一方、好景気が続く場合、今度は景気の過熱を抑えるため中央銀行が政策金利(短期金利)を引き上げてくるようになると、今後景気が後退するのを見込んで長期金利が下がり、長短金利差が徐々に縮小。やがては短期金利よりも長期金利の方が低くなる右肩下がりの曲線となる。その状態を「逆イールド」といい、これが逆金融相場に転じるサインとなるのだ。実際、過去にも、ITバブルが崩壊した2001年、あるいはリーマン・ショックにつながるサブプライム・ショックに見舞われた2007年の年初には「逆イールド」が確認された。
もちろんイールドカーブの形状は先行指標といわれるように、逆イールドになったからといってすぐに株価が暴落するわけではない。ただ、将来の備えとして念頭に置いておいて損はないだろう。
さて、ここで見方を変えると、まだ金融相場にある日本株は、これから業績相場が訪れ、やがて逆金融相場に転じるサイクルが今後考えられる。ということは、目先で一進一退の展開が続いているものの、株価はまだまだ上昇基調にあると見ることができる。
それがいつまで続くかを正確に予想することは難しいが、たとえば日本の景気を腰折れさせる材料といえば、2019年10月に予定される消費増税が挙げられる。

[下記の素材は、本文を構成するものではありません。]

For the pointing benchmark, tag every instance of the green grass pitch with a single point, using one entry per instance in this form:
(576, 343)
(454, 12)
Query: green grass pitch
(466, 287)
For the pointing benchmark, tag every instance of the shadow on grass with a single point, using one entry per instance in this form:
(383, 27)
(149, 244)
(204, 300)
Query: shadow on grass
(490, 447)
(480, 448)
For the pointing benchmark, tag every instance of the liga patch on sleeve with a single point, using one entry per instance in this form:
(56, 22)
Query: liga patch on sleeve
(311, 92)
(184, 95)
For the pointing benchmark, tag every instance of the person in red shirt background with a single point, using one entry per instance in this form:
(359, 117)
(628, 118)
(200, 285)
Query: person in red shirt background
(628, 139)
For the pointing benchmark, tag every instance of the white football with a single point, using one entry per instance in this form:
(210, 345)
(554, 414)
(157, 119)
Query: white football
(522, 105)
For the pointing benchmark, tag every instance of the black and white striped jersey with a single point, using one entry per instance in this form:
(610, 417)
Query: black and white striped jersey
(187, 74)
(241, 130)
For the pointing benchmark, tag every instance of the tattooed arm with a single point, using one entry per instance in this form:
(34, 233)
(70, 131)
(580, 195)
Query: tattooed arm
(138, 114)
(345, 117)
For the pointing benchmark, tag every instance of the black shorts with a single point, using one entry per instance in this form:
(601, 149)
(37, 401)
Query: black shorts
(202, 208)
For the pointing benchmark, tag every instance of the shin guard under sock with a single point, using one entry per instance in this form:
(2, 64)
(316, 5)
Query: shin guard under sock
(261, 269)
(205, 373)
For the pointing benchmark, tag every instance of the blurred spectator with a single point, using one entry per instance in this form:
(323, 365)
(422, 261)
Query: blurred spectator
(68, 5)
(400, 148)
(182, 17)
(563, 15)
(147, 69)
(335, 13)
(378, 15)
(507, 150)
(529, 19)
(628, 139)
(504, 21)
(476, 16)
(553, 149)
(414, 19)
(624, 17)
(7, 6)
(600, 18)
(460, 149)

奇しくも同時期には、欧州の金融政策を担ってきたECB(欧州中央銀行)のドラギ総裁が任期を迎える予定もある。
ただし、その一方で米国の景気は例年11月から翌年4月にかけてよい傾向が強く、米国景気による下支えまで併せて考えると、景気がピークアウトして逆金融相場に転じるのは2020年秋頃ではないだろうか。もちろん、FRB(連邦準備制度理事会)が景気に配慮した緩やかな利上げを続ける場合はこれがもっと後ろ倒しになる可能性もある。